You are viewing a plain text version of this content. The canonical link for it is here.
Posted to user@flink.apache.org by Stephan Ewen <se...@apache.org> on 2014/10/13 13:23:10 UTC

Re:

Hi!

It looks like the job is running with a DOP of one.

Can you set the DOP higher? Either directly on the ExecutionEnvironment, or
(preferably) through the "-p" parameter on the command line.

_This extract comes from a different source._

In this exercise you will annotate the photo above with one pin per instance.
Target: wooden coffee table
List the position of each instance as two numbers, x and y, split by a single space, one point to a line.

You are using 0.6, is that correct? (Looks like it from the logs)

Stephan


On Mon, Oct 13, 2014 at 1:07 PM, Robert Waury <ro...@googlemail.com>
wrote:

> Hi,
>
> I performed the Yarn Setup on a cluster running Apache Hadoop
> 2.3.0-cdh5.1.3 like described on the website.
>
> I could see the allocated containers in the Yarn ResourceManger and after
> starting a Flink job via the CLI client it showed up on the Flink Dashboard.
>
> The problem is that the job which runs in about 17 minutes in my local VM
> (3 cores, 4GB RAM, input from local files) now takes about 25 minutes on
> the cluster (18 containers with 4GB and 8 cores each, input from HDFS with
> rf=5).
>
> From the Flink log it seemed all data was shuffled to a single machine
> even for FlatMap operations.
>
> log excerpt:
>
> 10:54:08,832 INFO  org.apache.flink.runtime.jobmanager.splitassigner.file.FileInputSplitList  - nceorihad06 (ipcPort=56158, dataPort=55744) receives remote file input split (distance 2147483647)
> 10:54:08,832 INFO  org.apache.flink.runtime.jobmanager.splitassigner.InputSplitManager  - CHAIN DataSource (TextInputFormat (hdfs:/user/rwaury/input/all_catalog_140410.txt) - UTF-8) -> FlatMap (com.amadeus.pcb.join.FlightConnectionJoiner$FilteringUTCExtractor) (1/1) receives input split 5
> 10:54:09,589 INFO  org.apache.flink.runtime.jobmanager.splitassigner.file.FileInputSplitList  - nceorihad06 (ipcPort=56158, dataPort=55744) receives remote file input split (distance 2147483647)
> 10:54:09,590 INFO  org.apache.flink.runtime.jobmanager.splitassigner.InputSplitManager  - CHAIN DataSource (TextInputFormat (hdfs:/user/rwaury/input/all_catalog_140410.txt) - UTF-8) -> FlatMap (com.amadeus.pcb.join.FlightConnectionJoiner$FilteringUTCExtractor) (1/1) receives input split 128
>
> The job takes two large input files (~9 GB) and after filtering and
> converting them with a FlatMap (selectivity is below 1%) it joins them each
> twice with a small data set (< 1MB) after that the join results are joined
> with each other. The result is about 2.7 GB.
>
> Any idea what causes this?
>
> Cheers,
> Robert
>

Re:

Posted by Robert Metzger <rm...@apache.org>.
Are you referring to https://issues.apache.org/jira/browse/FLINK-968? So as
I said, users can pass the the "-s" parameter to set the number of slots
per container and the number is being used by the CliFrontned.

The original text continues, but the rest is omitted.